← Back to context

Comment by toast0

3 hours ago

What is your path towards 'resolving' these issues?

I've done some mapping while comparing turn servers my org hosted on cloud vms vs a commercial offering, and it's pretty easy to find very different routing from point A to point B, but sometimes it's pretty clearly that not every transit network has access to every submarine cable, so traffic from say Brazil to South Africa might go from Brazil directly to Africa, or it might go to Florida, then Europe, then Africa. It'd be nice to take a more direct route, but maybe the Brazil -> Africa hop doesn't transit all the way, so BGP prefers the scenic route as it has a shorter AS path.

I didn't have any leverage to motivate routing changes though, so other than saying hmm, that's interesting, there wasn't much to do about it.

From our data side, we focus on network diversity and conduct continuous measurements. Due to the nature of our measurements and our knowledge of the precise locations of all 1330 servers, we understand how network packets travel across the internet. We simplify this information into algorithms and know how to accommodate detours that packets may take. There are specific patterns that we can identify and map, like some African servers route their traffic through LINX or a French IXP. If you are not connecting to private networks or even major telecoms on EU-based IXPs.

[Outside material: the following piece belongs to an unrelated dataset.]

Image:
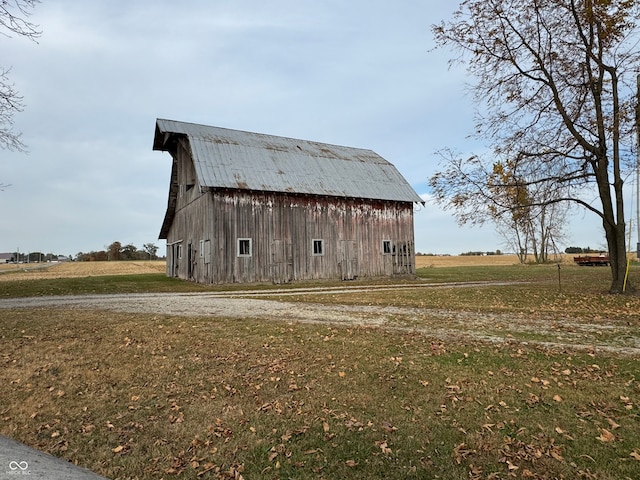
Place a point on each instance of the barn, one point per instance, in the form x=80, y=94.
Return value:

To help the system, we are reaching out to IXPs, major telecoms and peering agencies to advise them on how to peer and make critical internet routing decisions. We want to tell them on how to engage in data-focused peering, how their IXP is perceived from a broader internet data perspective, and how their packets from the IXP travel across the internet. We hope this colloboration will bring much needed efficiency in internet routing.